Luckily for me, like so many people, the last time I cracked open a phone book was around the time that I played Solitaire with real cards. What’s the point? Everything that’s in the phone book is online, in a much easier to read fashion and, in most cases, more up-to-date than the dead tree version. It seems to me that each year all I seem to do is pick up the new phone books as they are dropped at my door with a thud, only to throw them out twelve months later just as pristine as they were upon arrival. It’s about time we put an end to these doorstops.
Still, there is one aspect of technology that I just don’t have use for. It seems that these days our urban society is obsessed with GPS units. It wasn’t that long ago that in the war between the sexes you could hear the battle cries of many an exasperated wife saying, “Why, don’t you just stop and get directions?” To which you would hear the male response of, “Why don’t you learn how to read a map, and for the love of God, can’t you fold it back properly?”
But technology has wrought upon us the GPS, the joy of every gadget freaked male.
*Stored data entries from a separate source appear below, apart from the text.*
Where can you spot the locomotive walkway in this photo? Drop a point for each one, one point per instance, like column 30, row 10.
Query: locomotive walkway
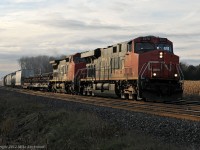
column 188, row 110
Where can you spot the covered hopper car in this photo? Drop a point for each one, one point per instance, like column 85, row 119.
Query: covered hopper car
column 141, row 68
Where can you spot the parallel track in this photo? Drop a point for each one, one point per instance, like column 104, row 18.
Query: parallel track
column 189, row 110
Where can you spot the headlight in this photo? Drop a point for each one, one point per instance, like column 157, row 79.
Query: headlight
column 161, row 55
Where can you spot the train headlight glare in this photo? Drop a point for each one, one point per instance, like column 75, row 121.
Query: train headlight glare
column 161, row 55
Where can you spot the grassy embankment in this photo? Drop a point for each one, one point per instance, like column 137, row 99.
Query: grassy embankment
column 192, row 90
column 24, row 121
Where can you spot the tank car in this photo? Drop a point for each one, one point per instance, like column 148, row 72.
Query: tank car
column 64, row 71
column 142, row 68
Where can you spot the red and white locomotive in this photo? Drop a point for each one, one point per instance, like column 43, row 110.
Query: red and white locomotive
column 142, row 68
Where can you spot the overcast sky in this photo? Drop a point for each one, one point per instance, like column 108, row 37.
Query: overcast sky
column 56, row 27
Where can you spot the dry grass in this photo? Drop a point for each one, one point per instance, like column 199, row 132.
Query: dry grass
column 192, row 87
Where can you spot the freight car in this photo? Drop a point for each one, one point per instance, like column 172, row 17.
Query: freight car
column 142, row 68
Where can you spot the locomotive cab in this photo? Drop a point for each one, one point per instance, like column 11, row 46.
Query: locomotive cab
column 159, row 71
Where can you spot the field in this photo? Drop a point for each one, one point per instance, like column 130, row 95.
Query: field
column 192, row 89
column 26, row 121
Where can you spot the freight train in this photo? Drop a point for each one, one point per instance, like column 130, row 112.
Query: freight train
column 142, row 68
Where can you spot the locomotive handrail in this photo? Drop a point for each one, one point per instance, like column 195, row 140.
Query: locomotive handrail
column 180, row 72
column 143, row 69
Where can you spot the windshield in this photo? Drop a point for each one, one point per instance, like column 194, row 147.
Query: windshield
column 165, row 47
column 144, row 46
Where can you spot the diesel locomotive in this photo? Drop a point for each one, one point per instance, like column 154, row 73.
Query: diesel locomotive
column 140, row 69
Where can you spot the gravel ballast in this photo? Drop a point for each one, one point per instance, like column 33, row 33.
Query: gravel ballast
column 171, row 130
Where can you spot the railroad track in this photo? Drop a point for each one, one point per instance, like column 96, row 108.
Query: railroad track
column 189, row 110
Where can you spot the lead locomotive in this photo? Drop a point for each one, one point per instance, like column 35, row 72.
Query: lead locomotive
column 142, row 68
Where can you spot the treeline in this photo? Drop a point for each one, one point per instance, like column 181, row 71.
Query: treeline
column 190, row 72
column 40, row 64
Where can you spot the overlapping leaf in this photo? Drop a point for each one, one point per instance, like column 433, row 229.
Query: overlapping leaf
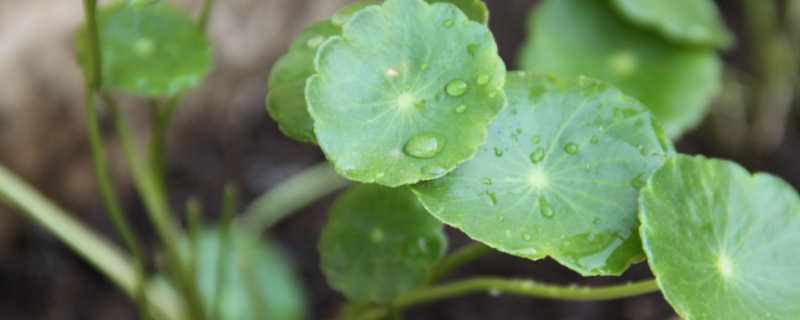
column 723, row 244
column 559, row 175
column 151, row 51
column 586, row 37
column 379, row 243
column 694, row 22
column 277, row 284
column 406, row 93
column 287, row 81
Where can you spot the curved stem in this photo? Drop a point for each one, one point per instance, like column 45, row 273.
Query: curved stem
column 457, row 259
column 293, row 194
column 517, row 287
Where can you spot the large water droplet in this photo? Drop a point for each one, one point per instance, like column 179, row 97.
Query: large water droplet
column 640, row 181
column 424, row 145
column 457, row 88
column 537, row 155
column 547, row 210
column 571, row 148
column 498, row 152
column 483, row 79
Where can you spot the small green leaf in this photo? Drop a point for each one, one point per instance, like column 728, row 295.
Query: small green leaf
column 286, row 102
column 138, row 3
column 474, row 9
column 723, row 244
column 380, row 242
column 151, row 51
column 694, row 22
column 586, row 37
column 406, row 93
column 280, row 288
column 559, row 175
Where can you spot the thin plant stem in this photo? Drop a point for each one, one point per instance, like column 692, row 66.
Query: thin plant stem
column 299, row 191
column 457, row 259
column 497, row 286
column 155, row 201
column 226, row 223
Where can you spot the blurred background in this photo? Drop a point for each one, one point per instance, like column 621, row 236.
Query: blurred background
column 222, row 133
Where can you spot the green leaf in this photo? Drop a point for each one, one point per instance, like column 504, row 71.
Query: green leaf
column 693, row 22
column 380, row 242
column 279, row 286
column 138, row 3
column 151, row 51
column 474, row 9
column 722, row 243
column 286, row 102
column 406, row 93
column 559, row 175
column 586, row 37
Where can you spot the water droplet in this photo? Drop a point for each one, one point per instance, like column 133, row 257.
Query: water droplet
column 457, row 88
column 498, row 152
column 432, row 170
column 315, row 41
column 571, row 148
column 473, row 49
column 640, row 181
column 526, row 236
column 424, row 145
column 537, row 155
column 483, row 79
column 547, row 210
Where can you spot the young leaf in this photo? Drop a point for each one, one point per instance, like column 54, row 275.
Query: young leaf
column 474, row 9
column 280, row 288
column 722, row 243
column 406, row 93
column 559, row 175
column 286, row 102
column 151, row 51
column 586, row 37
column 380, row 242
column 694, row 22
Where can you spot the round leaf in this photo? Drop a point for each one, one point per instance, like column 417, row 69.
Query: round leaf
column 474, row 9
column 279, row 287
column 380, row 242
column 694, row 22
column 586, row 37
column 559, row 175
column 722, row 243
column 406, row 93
column 151, row 51
column 286, row 102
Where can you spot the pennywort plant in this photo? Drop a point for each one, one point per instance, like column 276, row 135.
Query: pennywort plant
column 571, row 158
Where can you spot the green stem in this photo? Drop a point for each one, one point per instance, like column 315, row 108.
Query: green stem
column 457, row 259
column 155, row 201
column 291, row 195
column 516, row 287
column 91, row 246
column 205, row 14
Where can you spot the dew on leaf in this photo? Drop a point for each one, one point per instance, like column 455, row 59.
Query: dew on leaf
column 424, row 145
column 457, row 88
column 571, row 148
Problem is, some people are depending on their units way too much and forgetting the simple rules of common sense, such as look at the road in front of you. I have come across a myriad of stories recently of dimwits who insist on following their GPS instructions come hell or high water or cliff.
In the UK, while driving along a narrow, steep path in Todmorden, West Yorkshire, businessman and human lemming Robert Jones was anal-retentively following the instructions of his satellite navigation unit when it told him to turn down an offshoot road. End result? His BMW went down the path, smashed through a fence above a railway bridge, and dangled precipitously off of a sheer cliff.
Earlier this year in Bedford Hills, New York another auto lemming trusted the GPS in his rental so much that he apparently thought it was perfectly reasonable to follow the directions directly onto a set of train tracks. That didn't exactly work out so well, for his car or the oncoming train. It is sad to say that he wasn’t the last person to have his vehicle cubed on the exact same track. Another man followed his GPS onto the very same set of rails and, while he did get out in time to make a surely embarrassing 911 call, that apparently wasn't enough to prevent a commuter train from slamming into the car a few minutes later.
And back in the UK, drivers going through the village of Luckington have driven right into the river by following their navigation systems. This is despite all the warning signs that the bridge has been closed. The village has had to tow two cars a day on average.
Are we headed for a point when people won’t be able to make a move without a computer? It is important to remember how to drive on our own, to use our own common sense and to tax our brains enough so that they don’t shut off completely. We need to remember where the road ends; just as we need to remember how many cards make a deck. Because if we continue to abdicate from our minds behind the wheel, then we might as well just sit in the passenger seat and play Solitaire.
That’s the Stuph – the way I see it.